W głowie miałam tyle pytań, byłam skołowana tym wszystkim, co się wydarzyło. Byłam racjonalistką, ludzie nie zmieniali się w wilki i nie żyli z takim ranami jakie odniósł Rafał.
- Jestem wilkołakiem – oznajmił spokojnie.
Serce zamarło na moment w mojej piersi.
- W porządku – mój głos tylko odrobinę drżał. – Jak to się stało? Taki się urodziłeś, czy…
Roześmiał się chrapliwie.
- Nikt się taki nie rodzi, wilkołakiem zostaje się w skutek zakażenia.
Odnotowałam to w głowie.
- Co to znaczy w skutek zakażenia? – dopytywałam. – Infekcji? Obrażeń?
- Inny wilkołak musi cię ugryźć – wyjaśnił ostro.
Przez chwilę milczałam, skoro Rafał był wilkołakiem to był zdolny przemienić mnie w to czym sam był. Nie odważyłam się o to zapytać, wiedziałam, że rozgniewałabym go tym.
- Jak zostałeś wilkołakiem? – skupiłam wzrok na drodze, by nie dostrzegł moich łez.
Było tego dla mnie za dużo, chciałam by okazało się to strasznym snem, który odchodzi wraz z nadejściem świtu.
- Miałem dwadzieścia cztery lata, gdy ją spotkałem.
- Ją? – nie zdołałam ukryć zazdrości. – Dałeś się pogryźć kobiecie?
Ciekawe jak i kiedy to zrobiła.
- To dawne dzieje – jego głos stał się senny – a była bardzo piękna.
No, oczywiście, że była piękna.
- Piękniejsza ode mnie? – spytałam niby obojętnie.
Uśmiechnął się słabo.
- Nie, ty jesteś najpiękniejsza.
Nie dałam się zbyć tak łatwo.
- Jak to się stało – nie zamierzałam odpuścić – że cię ugryzła?
Milczał przez chwilę, odwróciłam się podejrzewając, że stracił przytomność. Jednak on wpatrywał się we mnie niewidzącym spojrzeniem.
- Skręć w prawo – polecił, kiedy zbliżyliśmy się do leśnej drogi. – Tego wieczoru byliśmy w kinie – jakby z trudem sobie przypominał – a później poszliśmy do kawiarni.
Poczułam ukłucie bólu, mnie nigdy nie zabierał do kina.
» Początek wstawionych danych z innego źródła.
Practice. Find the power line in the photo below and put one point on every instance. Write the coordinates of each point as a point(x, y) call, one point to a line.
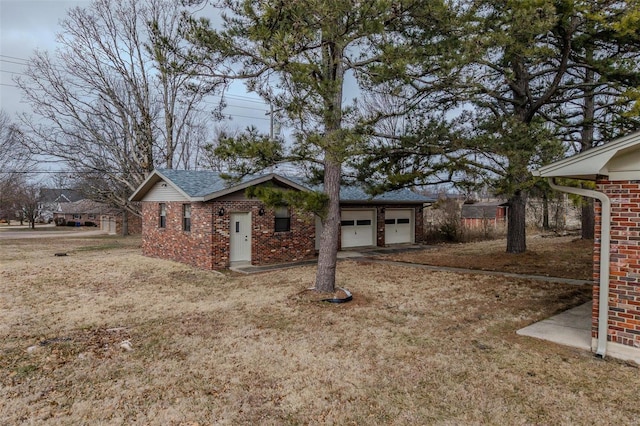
point(14, 57)
point(13, 62)
point(12, 72)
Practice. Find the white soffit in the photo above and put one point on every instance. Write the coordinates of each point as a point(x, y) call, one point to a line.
point(619, 160)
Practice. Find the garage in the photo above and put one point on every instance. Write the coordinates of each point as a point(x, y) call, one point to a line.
point(398, 226)
point(357, 228)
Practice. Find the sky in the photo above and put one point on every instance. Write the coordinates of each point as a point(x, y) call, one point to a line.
point(26, 25)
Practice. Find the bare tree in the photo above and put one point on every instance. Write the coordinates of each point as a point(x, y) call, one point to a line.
point(112, 103)
point(15, 165)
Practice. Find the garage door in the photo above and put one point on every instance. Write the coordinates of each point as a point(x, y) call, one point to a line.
point(398, 226)
point(357, 228)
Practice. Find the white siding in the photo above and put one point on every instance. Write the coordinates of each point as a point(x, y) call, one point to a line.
point(162, 191)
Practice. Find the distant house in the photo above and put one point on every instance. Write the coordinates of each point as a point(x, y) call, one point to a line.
point(52, 198)
point(481, 215)
point(198, 218)
point(92, 213)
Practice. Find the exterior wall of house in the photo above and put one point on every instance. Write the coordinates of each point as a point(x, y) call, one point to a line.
point(192, 247)
point(267, 246)
point(418, 218)
point(624, 281)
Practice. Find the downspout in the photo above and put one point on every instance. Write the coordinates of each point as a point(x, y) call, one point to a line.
point(605, 258)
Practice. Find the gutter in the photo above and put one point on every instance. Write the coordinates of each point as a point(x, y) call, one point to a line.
point(605, 258)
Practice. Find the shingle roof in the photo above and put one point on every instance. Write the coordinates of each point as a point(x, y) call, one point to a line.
point(57, 195)
point(200, 183)
point(206, 184)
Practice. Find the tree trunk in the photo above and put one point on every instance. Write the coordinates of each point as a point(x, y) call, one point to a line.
point(328, 256)
point(125, 222)
point(588, 219)
point(516, 227)
point(588, 108)
point(545, 212)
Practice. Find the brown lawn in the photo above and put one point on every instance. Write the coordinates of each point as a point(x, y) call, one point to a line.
point(565, 257)
point(414, 347)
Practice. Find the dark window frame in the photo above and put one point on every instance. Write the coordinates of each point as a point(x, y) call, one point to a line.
point(162, 213)
point(186, 217)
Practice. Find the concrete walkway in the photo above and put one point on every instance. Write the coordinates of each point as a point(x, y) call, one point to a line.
point(570, 328)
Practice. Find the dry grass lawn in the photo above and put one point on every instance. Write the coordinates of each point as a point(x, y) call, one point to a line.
point(565, 257)
point(414, 347)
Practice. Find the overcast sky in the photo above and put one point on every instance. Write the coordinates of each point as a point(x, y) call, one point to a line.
point(26, 25)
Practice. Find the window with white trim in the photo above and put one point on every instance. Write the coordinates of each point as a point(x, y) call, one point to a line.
point(283, 219)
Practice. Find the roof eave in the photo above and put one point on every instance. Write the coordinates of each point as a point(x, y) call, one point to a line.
point(149, 183)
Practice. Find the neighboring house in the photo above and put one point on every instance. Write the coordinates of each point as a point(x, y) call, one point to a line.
point(92, 213)
point(52, 198)
point(482, 215)
point(198, 218)
point(615, 168)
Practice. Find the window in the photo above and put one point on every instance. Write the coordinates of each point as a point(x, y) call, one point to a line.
point(186, 217)
point(163, 215)
point(283, 219)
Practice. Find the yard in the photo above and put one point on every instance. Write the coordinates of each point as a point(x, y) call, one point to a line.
point(414, 346)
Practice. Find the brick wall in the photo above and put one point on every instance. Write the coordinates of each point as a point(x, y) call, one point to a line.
point(171, 242)
point(624, 281)
point(207, 245)
point(267, 246)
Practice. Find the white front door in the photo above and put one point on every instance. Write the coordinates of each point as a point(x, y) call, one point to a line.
point(357, 228)
point(398, 226)
point(240, 237)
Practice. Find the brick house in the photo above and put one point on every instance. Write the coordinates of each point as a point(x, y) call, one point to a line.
point(198, 218)
point(615, 169)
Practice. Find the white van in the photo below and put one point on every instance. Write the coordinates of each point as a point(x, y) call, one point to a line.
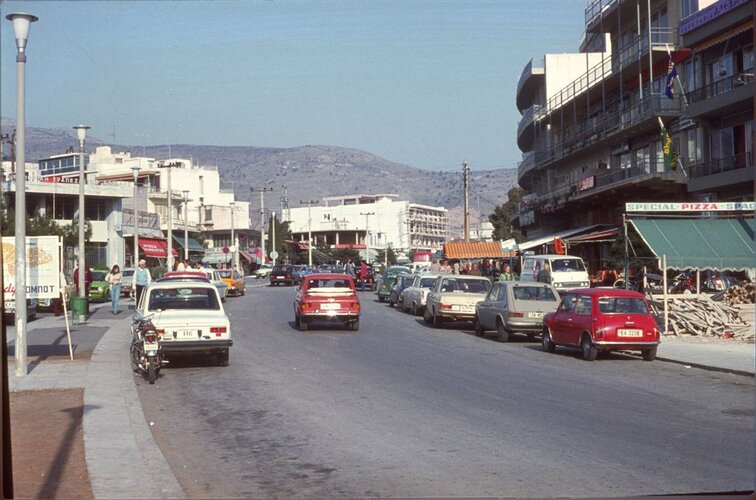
point(566, 271)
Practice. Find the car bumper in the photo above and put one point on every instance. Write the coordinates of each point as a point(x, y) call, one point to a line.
point(172, 346)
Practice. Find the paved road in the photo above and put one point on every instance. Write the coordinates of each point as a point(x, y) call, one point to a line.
point(402, 409)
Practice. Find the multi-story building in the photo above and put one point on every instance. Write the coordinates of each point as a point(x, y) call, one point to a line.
point(596, 142)
point(373, 222)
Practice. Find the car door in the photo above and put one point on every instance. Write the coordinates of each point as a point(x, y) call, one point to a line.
point(561, 322)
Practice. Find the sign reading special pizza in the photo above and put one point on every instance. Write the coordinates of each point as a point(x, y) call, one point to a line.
point(42, 267)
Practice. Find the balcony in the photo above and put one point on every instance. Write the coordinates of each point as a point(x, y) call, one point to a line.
point(611, 125)
point(722, 98)
point(528, 83)
point(525, 128)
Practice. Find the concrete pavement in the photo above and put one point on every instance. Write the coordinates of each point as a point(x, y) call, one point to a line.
point(122, 457)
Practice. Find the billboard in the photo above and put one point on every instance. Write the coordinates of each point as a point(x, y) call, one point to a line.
point(42, 267)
Twierdził, że najbardziej lubi oglądać filmy w domu a moja babcia piecze sto razy lepsze ciasta niż jakakolwiek kawiarnia.
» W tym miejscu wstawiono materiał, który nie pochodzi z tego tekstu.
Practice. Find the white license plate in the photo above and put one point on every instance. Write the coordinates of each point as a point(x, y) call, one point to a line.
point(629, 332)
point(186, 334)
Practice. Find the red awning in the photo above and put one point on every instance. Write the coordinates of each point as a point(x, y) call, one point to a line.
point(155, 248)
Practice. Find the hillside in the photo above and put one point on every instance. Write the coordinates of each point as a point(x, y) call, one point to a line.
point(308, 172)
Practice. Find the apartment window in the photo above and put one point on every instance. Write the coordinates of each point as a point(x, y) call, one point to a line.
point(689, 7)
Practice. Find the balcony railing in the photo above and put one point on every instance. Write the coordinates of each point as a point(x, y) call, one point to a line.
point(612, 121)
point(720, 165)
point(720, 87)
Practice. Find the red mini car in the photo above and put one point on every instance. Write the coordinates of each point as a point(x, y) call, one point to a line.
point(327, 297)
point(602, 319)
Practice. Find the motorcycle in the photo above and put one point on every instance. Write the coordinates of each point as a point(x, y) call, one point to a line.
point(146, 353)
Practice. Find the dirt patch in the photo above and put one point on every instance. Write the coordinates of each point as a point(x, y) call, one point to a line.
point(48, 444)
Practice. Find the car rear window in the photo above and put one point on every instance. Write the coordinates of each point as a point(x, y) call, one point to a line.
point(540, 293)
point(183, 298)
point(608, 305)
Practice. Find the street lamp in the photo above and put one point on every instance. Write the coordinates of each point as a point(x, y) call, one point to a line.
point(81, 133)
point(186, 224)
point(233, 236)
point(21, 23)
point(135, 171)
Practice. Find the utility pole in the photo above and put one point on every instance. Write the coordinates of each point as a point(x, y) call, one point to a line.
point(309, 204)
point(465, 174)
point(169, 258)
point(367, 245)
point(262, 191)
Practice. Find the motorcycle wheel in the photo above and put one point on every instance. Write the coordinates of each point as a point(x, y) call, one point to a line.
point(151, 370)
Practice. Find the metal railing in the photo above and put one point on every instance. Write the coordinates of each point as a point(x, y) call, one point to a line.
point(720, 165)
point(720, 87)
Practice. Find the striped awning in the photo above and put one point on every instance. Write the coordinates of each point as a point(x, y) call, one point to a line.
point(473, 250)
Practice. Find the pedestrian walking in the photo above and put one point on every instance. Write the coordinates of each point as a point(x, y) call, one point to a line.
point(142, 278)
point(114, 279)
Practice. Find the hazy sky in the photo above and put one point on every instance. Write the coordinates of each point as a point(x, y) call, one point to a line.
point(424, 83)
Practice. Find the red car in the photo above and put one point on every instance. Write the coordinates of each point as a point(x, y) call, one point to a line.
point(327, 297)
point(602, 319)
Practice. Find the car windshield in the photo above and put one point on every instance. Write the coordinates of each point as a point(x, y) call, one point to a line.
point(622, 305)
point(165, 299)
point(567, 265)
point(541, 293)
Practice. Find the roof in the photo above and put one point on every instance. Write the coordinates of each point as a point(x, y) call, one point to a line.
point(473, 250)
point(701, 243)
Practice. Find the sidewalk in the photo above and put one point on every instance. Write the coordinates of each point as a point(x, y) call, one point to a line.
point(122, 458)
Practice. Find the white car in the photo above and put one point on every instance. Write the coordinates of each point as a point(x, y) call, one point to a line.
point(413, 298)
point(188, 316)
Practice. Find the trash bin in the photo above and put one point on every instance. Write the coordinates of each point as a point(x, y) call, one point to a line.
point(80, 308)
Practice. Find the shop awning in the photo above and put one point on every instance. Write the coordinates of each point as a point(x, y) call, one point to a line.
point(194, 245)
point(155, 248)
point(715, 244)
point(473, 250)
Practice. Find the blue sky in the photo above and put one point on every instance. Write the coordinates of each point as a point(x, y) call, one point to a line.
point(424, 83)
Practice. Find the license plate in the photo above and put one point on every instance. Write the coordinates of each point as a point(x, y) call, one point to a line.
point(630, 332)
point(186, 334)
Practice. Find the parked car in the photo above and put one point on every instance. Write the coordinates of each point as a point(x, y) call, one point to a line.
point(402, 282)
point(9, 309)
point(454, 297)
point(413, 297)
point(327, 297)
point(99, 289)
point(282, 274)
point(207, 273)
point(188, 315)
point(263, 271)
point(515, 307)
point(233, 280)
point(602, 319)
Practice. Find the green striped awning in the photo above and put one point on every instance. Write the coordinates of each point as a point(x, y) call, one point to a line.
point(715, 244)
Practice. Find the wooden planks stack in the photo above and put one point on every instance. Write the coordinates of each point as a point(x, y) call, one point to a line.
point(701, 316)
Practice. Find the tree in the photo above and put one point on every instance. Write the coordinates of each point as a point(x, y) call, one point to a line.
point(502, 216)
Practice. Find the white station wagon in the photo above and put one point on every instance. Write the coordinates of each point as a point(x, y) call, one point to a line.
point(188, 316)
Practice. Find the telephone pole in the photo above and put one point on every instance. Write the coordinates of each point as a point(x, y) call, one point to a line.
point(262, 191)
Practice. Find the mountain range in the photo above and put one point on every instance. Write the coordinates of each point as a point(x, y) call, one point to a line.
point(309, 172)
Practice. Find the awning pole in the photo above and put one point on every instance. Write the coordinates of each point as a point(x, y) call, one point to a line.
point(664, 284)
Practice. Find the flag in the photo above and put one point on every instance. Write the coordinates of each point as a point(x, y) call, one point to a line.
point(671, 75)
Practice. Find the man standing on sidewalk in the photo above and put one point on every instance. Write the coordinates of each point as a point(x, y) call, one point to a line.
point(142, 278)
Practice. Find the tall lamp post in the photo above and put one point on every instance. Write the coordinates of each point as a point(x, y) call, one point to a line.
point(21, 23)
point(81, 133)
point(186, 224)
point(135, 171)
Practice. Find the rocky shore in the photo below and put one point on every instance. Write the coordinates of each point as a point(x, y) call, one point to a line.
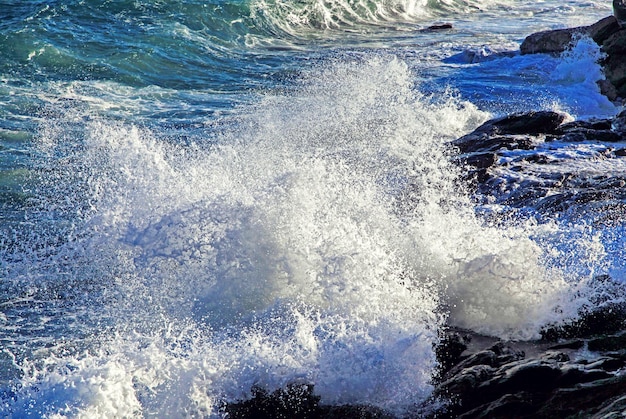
point(576, 370)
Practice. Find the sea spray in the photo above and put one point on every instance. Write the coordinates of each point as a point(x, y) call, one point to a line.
point(318, 237)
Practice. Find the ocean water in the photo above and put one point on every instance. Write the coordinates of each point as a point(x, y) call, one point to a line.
point(198, 199)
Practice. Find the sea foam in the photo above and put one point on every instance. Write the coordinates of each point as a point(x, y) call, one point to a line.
point(318, 237)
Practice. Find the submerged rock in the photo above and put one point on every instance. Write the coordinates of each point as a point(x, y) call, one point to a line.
point(550, 384)
point(516, 161)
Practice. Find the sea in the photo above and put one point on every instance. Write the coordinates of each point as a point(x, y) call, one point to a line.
point(201, 199)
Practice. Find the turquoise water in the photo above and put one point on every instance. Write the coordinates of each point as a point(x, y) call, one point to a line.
point(197, 198)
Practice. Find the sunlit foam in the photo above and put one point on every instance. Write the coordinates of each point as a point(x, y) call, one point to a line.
point(319, 237)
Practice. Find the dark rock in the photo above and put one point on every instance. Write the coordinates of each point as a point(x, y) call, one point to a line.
point(583, 400)
point(608, 343)
point(439, 27)
point(297, 402)
point(574, 344)
point(619, 11)
point(557, 41)
point(449, 350)
point(614, 64)
point(606, 319)
point(478, 160)
point(533, 122)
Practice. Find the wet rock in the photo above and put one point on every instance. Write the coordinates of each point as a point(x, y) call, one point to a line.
point(449, 350)
point(297, 402)
point(557, 41)
point(619, 11)
point(438, 27)
point(614, 64)
point(549, 384)
point(608, 343)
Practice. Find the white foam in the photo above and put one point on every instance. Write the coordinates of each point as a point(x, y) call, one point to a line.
point(319, 238)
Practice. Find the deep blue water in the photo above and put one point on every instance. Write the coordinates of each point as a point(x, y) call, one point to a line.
point(197, 198)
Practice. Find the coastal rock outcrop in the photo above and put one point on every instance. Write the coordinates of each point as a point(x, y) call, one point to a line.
point(607, 33)
point(526, 161)
point(563, 380)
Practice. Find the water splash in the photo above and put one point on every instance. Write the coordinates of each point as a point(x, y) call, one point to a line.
point(319, 237)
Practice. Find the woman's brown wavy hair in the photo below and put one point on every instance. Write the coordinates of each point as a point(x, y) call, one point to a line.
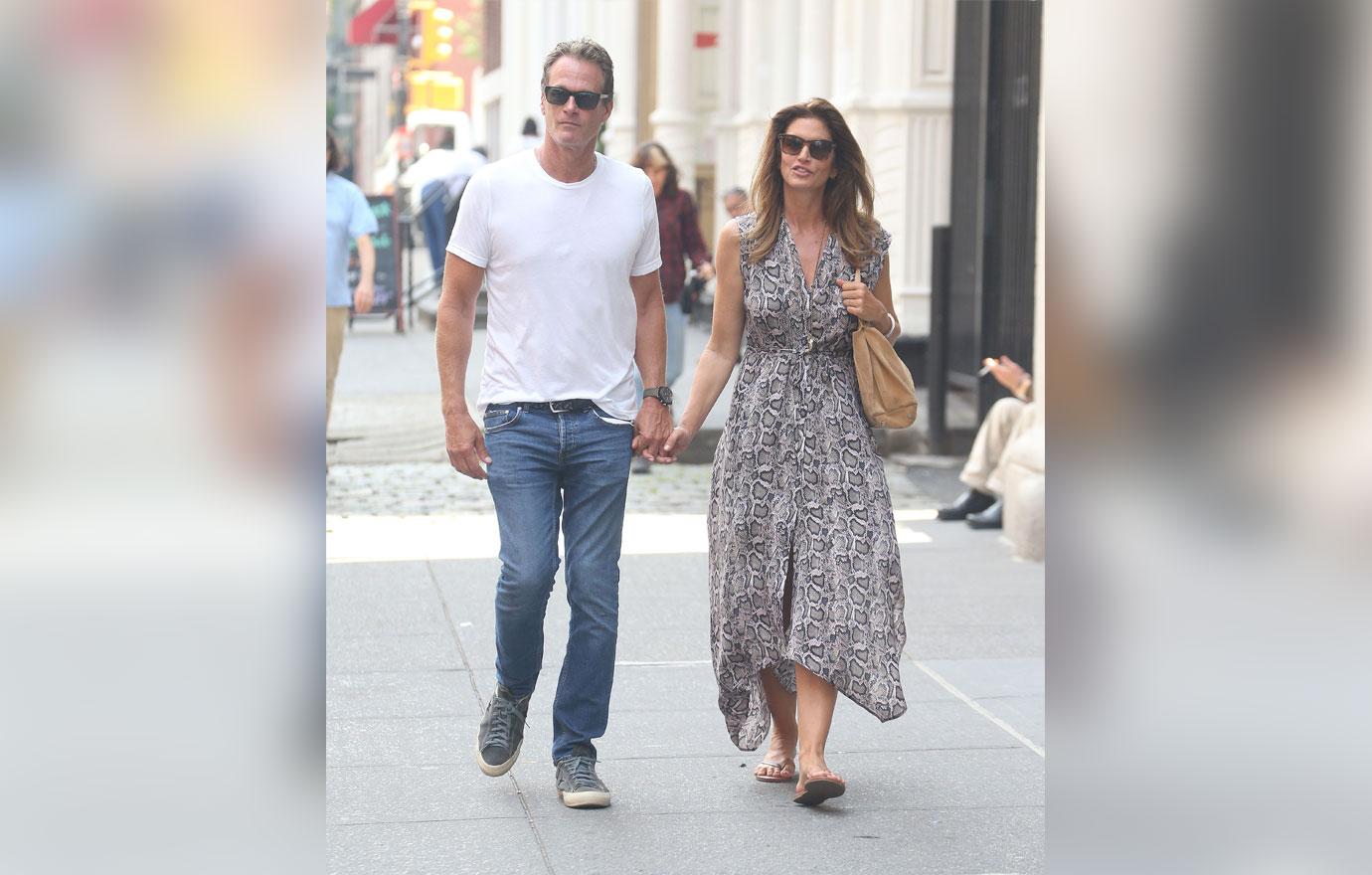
point(848, 196)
- Jak słodko – mruknęłam – romantyzm wyparował z wiekiem.
- To nieodpowiedni czas na scenę zazdrości – westchnął. – Byłem wtedy innym człowiekiem, kiedyś ci opowiem.
- Dlaczego nie teraz? – uniosłam brew. – Na to też jest nieodpowiedni czas?
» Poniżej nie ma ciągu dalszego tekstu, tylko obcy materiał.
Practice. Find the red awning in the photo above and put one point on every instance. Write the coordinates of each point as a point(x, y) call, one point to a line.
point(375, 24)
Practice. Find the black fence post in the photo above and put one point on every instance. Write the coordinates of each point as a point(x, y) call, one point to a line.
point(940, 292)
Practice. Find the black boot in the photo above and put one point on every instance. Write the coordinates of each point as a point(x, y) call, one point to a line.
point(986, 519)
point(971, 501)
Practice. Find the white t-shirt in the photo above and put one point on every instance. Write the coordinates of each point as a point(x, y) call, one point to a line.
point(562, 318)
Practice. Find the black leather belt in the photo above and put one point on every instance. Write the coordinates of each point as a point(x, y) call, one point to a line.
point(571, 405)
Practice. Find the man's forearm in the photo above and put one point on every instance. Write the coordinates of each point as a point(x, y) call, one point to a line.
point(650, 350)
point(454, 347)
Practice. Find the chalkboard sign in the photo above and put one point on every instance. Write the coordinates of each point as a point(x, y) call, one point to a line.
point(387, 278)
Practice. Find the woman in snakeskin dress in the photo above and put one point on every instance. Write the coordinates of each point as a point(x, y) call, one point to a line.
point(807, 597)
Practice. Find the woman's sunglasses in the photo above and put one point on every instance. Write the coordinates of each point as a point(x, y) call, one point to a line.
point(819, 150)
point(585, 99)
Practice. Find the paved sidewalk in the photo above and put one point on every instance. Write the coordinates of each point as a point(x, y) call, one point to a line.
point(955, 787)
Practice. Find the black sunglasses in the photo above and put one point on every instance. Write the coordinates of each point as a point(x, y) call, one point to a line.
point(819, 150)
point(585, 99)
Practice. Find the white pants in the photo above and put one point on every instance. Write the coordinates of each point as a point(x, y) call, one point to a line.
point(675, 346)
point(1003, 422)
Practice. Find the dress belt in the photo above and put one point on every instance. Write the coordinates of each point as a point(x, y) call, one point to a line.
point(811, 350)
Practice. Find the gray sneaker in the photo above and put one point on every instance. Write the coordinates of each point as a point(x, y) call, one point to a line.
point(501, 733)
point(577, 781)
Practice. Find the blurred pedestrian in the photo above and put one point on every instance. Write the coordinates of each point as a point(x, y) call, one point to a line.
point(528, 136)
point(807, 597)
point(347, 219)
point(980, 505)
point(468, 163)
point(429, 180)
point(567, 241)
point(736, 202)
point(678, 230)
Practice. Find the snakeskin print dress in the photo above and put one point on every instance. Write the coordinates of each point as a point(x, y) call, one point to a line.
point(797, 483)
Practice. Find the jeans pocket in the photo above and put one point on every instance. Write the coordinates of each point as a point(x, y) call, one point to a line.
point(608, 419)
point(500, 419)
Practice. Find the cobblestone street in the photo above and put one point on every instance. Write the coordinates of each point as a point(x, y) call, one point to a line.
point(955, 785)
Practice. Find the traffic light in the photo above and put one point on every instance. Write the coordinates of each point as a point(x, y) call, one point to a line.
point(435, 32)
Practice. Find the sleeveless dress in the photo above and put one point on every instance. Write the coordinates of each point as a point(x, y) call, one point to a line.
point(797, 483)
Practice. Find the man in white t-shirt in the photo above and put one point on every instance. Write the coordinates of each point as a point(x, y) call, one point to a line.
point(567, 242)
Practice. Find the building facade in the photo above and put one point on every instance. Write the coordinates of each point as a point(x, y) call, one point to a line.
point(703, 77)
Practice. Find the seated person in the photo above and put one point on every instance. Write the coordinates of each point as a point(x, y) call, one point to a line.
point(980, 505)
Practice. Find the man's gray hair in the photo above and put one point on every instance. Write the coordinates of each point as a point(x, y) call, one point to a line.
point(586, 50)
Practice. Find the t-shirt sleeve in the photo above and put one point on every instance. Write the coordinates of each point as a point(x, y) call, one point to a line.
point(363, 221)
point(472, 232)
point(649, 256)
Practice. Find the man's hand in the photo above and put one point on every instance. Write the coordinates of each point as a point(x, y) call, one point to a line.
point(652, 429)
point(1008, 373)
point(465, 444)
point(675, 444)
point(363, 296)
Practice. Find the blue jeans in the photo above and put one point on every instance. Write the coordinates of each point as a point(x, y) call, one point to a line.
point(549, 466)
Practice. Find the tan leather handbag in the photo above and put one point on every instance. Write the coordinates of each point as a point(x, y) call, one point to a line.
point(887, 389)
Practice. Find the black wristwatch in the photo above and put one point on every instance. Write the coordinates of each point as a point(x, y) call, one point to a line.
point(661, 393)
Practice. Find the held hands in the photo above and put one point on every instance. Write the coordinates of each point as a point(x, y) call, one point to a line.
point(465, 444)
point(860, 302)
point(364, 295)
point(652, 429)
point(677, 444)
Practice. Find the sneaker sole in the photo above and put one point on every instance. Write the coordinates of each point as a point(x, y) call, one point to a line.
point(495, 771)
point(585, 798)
Zignorowałam sapnięcie bólu.
- Proszę, Misia…
- Nie mów tak do mnie! – zabroniłam. – Już nie jestem twoją Misią – otarłam zabłąkaną łzę. – Zostawię cię, gdzie tylko chcesz i znikam.
- Nie możesz! – zaprotestował słabo.
Samochód podskoczył na nierównej drodze, w pewnym momencie się urwała.
- Co teraz? – zapytałam mężczyznę. – Nie mam, gdzie jechać.
- Prosto – sapnął. – Nie możesz mnie zostawić.
Nie słuchałam go, skupiłam się na tym, że utknęliśmy w środku lasu niewiadomo, gdzie i nie wiadomo po co.
- Jak prosto? – zirytowałam się. – Prosto są tylko drzewa.
- Zaufaj mi – spróbował usiąść. – Tam jest mój dom.
Z niedowierzaniem zapaliłam silnik.
- Chyba jak brykasz po lesie na czterech łapach.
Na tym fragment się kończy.